The script is written in bash and fairly straightforward. We set up colours and parse some command line options the scripts supports (e.g. to turn off colours, to limit the output) and then run git for-each-ref to output information about each ref.

#!/bin/bash

set -e

GIT_OPTS=""
OUTPUT_FILTER="cat" # no-op

commit_id_format=$(tput setaf 1)
date_format=$(tput bold; tput setaf 4)
author_format=$(tput setaf 2)
ref_name_format=$(tput setaf 3)
bold=$(tput bold)
reset=$(tput sgr0)

function usage() {
    echo ""
    echo "git activity"
    echo ""
    echo "  See 'man git-activity' for further information"
}

# actually parse the options and do stuff
while [[ $1 = -?* ]]; do
    case $1 in
        -h|--help)
            usage
            exit 0
            ;;
        --fetch)
            echo "Fetch updates"
            git fetch -q
            ;;
        -c|--count)
            shift
            limit=${1-"10"}
            #OUTPUT_FILTER="tail -n ${limit}"
            GIT_OPTS="--count=${limit}"
            ;;
        --no-color|--no-colour)
            commit_id_format=""
            date_format=""
            author_format=""
            ref_name_format=""
            bold=""
            reset=""
            ;;
        *) ;;
    esac

shift
done

# Use newline as a field separator
IFS=$(echo -en "\n\b")

# Use tac if available, otherwise tail with the possibly-not-always-available
# -r flag (for reverse output)
TAC=$(which tac || echo 'tail -r')

for line in $(git for-each-ref ${GIT_OPTS} refs/remotes --format="%(authordate:relative)|%(objectname:short)|%(authorname)|%(refname:short)|%(subject)" --sort="-authordate"); do
    fields=(`echo $line | tr "|" "\n"`)
    printf "${date_format}%15s${reset} ${commit_id_format}%s${reset} - ${author_format}[%s]${reset} (${ref_name_format}%s${reset}): %s\n" ${fields[*]}
done | eval $TAC # reverse sort the output to show the newest entry last

The important rules to follow to make this script available as a git sub-command are:

  • It should be named git-COMMANDNAME, in this case it’s called git-activity
  • and it needs to be executable and available on the $PATH

In my example the custom git-activity script is in the /usr/local/bin directory but it can be in any directory that is on the $PATH:

[5002] λ > type git-activity
git-activity is /usr/local/bin/git-activity
[5002] λ > git activity
[...]

Providing a manual/help page

If the custom command has an accompanying man page, the git help command will show the help information as well.
E.g. the man page for the activity command is located in /usr/local/share/man/man1/git-activity.1 and can be show by either man git-activity or git help activity.

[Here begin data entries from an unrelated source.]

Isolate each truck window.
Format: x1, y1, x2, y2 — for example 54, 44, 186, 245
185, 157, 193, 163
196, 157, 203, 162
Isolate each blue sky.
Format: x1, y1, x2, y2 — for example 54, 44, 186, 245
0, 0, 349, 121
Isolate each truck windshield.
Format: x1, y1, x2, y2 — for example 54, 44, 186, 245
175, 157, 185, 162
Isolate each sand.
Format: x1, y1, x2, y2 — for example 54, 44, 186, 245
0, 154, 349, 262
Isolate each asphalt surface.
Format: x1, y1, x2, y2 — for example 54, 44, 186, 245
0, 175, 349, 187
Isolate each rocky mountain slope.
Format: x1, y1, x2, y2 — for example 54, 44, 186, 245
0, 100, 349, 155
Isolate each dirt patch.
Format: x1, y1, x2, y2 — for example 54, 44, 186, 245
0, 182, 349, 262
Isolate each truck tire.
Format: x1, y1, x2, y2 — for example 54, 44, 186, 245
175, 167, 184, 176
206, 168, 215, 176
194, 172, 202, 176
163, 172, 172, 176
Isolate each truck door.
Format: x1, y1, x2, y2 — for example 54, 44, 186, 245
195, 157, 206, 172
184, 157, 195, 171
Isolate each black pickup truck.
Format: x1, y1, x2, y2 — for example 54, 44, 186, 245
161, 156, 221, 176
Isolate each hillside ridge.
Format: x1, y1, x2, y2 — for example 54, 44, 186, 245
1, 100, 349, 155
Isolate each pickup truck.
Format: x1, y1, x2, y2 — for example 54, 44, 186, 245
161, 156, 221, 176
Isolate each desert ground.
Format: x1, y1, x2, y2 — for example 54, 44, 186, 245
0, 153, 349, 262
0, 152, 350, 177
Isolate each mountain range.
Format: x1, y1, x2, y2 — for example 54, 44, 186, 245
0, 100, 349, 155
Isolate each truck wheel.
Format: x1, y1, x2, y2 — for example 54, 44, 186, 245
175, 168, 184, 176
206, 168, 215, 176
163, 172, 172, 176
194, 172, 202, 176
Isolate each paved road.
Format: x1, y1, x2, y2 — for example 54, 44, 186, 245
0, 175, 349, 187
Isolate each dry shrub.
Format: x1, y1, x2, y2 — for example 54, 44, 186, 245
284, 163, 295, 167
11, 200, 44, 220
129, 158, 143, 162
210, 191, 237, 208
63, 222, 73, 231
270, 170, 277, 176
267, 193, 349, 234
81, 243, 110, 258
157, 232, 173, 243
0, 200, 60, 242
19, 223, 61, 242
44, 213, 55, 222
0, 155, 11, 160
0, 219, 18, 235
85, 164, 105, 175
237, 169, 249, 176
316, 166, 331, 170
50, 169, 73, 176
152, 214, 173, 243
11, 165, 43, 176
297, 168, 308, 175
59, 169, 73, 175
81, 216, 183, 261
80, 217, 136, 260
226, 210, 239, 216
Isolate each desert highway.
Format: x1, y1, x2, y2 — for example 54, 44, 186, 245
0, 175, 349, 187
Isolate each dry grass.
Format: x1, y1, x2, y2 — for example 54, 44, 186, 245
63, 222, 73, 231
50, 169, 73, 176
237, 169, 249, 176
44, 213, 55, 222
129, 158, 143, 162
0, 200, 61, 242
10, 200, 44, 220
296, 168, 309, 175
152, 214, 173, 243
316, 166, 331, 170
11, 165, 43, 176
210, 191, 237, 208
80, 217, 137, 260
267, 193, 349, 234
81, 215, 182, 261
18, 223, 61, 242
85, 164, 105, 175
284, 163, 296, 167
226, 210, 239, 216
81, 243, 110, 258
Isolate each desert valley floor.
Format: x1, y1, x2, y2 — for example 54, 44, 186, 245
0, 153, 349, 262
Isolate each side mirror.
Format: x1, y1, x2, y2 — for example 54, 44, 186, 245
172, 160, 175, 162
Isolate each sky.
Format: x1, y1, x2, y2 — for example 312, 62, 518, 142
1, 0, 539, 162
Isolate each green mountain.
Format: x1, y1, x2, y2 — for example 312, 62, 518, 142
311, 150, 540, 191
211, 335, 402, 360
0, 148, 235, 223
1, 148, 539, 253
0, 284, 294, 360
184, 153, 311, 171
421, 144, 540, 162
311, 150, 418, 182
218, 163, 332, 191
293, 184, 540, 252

The manpath command can be used to show the locations the system uses to locate man pages:

[5003] λ > manpath /Users/ssaasen/.opam/system/man:/usr/local/share/man:/usr/share/man:\ /Users/ssaasen/.cabal/share/man:/opt/scala/man

The output for git help activity is (using https://bitbucket.org/ssaasen/git-pastiche/src/master/man/git-activity.1):

git-activity-man-page

Bonus tip Man pages can easily be generated from Markdown using Pandoc:

[5010] λ > pandoc -s -w man doc/git-activity.1.md -o ./distribution/man/git-activity.1
# Display the man page for testing
[5011] λ > nroff -man ./distribution/man/git-activity.1
# Show the actual man page being used after copying it to a known manpath location:
[5012] λ > man -wa git-activity
/usr/local/share/man/man1/git-activity.1

Conclusion

By following a couple of simple rules and by embracing the Unix model of composing functionality out of small, focused programs and scripts, it turns out that it is surprisingly easy to extend git’s functionality and making custom commands part of the git command suite.